See: Software Transactional Memory.

I personally plan on doing much of the heavyweight processing of my own project (so far including map generation and probably eventually including some pathfinding stuff) in a separate library. Map generation is already multithreaded and pathfinding can also be threaded out in a straightforward manner.
Tom wrote:
As far as a system to generally parallelize BYOND code.. no, that ain't gonna happen.

Wuss! Yes it took me a month to come up with that :-)

I figured this was the most relevant place to ask this question: If you host a BYOND game with Dream Daemon and connect with Dream Seeker on the same computer, they're separate processes and they'll make use of multi-core CPUs.

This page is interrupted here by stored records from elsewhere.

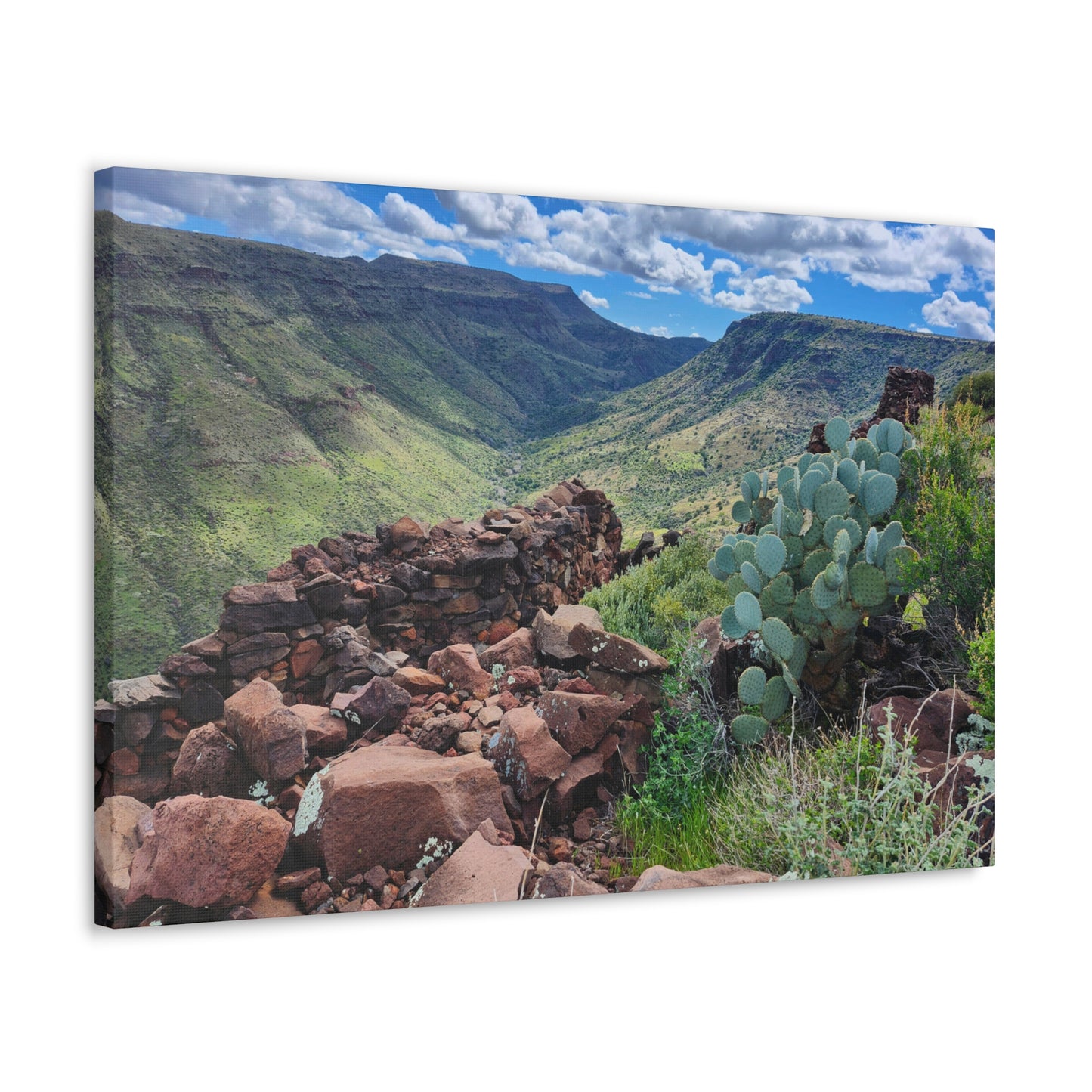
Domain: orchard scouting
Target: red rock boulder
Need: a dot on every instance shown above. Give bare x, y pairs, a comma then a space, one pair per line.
395, 807
208, 852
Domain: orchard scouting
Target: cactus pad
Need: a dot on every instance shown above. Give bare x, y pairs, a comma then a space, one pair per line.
731, 627
799, 657
751, 686
775, 698
815, 564
879, 493
770, 555
748, 729
868, 584
782, 590
890, 539
778, 638
866, 453
744, 551
725, 559
831, 498
792, 522
822, 596
849, 474
843, 617
812, 537
748, 613
794, 552
794, 687
837, 432
889, 464
735, 586
804, 611
837, 523
751, 577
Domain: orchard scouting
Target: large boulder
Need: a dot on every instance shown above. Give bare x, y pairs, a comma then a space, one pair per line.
272, 736
552, 631
579, 721
380, 706
660, 878
935, 721
565, 880
208, 765
395, 807
119, 828
326, 734
524, 753
203, 852
476, 871
517, 650
614, 652
458, 665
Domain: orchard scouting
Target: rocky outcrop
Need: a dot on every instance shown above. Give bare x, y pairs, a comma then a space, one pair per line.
208, 852
323, 707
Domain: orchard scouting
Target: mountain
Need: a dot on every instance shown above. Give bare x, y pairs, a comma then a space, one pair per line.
670, 451
250, 398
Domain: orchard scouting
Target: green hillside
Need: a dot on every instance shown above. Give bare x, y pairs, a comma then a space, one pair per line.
670, 451
250, 398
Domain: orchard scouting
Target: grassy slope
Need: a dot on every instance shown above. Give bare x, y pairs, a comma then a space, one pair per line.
670, 451
234, 419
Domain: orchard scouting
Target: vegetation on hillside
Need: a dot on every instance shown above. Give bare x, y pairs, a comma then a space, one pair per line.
830, 800
670, 451
250, 398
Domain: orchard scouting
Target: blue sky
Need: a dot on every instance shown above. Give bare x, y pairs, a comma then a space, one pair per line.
662, 269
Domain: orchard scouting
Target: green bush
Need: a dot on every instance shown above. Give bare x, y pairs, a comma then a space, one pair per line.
948, 513
981, 655
976, 389
657, 600
848, 807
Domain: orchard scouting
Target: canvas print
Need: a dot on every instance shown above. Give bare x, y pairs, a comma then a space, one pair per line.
461, 547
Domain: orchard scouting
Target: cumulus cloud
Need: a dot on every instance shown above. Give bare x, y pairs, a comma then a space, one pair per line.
967, 318
316, 216
763, 294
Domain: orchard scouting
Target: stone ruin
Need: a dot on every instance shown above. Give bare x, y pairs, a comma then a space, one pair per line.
419, 716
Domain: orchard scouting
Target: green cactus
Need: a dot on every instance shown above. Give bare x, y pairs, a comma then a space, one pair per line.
751, 687
822, 561
748, 729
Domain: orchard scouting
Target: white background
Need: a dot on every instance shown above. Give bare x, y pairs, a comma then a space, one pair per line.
934, 113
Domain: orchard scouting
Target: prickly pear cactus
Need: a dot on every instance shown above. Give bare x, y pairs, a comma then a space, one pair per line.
821, 561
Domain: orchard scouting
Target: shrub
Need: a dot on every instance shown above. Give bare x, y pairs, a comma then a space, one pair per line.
846, 807
981, 657
657, 600
976, 389
948, 512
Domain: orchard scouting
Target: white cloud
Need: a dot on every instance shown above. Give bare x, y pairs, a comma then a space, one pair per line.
404, 216
763, 294
967, 318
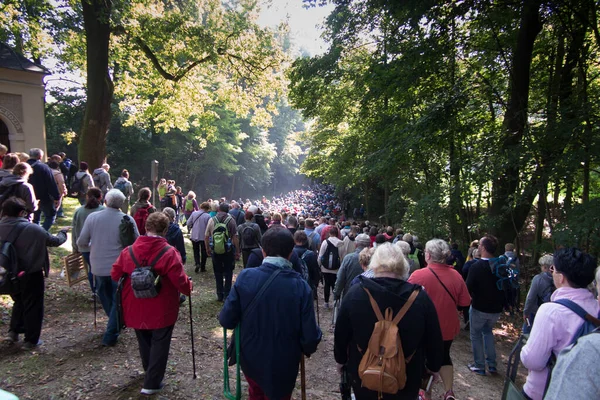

If you run the game through Dream Seeker and host, is there just one process (dreamseeker.exe) that is both the host and your client (that may not make use of multi-core CPUs)?

I ask because games with higher framerates are more demanding on the CPU for both the client and server (especially if the client isn't using hardware rendering). If everything is single-threaded and there's one process acting as the server and the host's local client, if it doesn't make use of multiple cores the higher client CPU usage (due to the increased framerate) will slow down the server.
Yes, the dual DS/DD is single-threaded and as such less efficient on a multi-core machine. In practice, I'm not sure how much difference it makes for a single-player game (you'd have to test to see), but I definitely wouldn't recommend hosting multi-player games from DS because the client usage could interfere with the server.

That said, multithreading this special case of the client-server should be do-able, since the code is essentially two separate pieces already.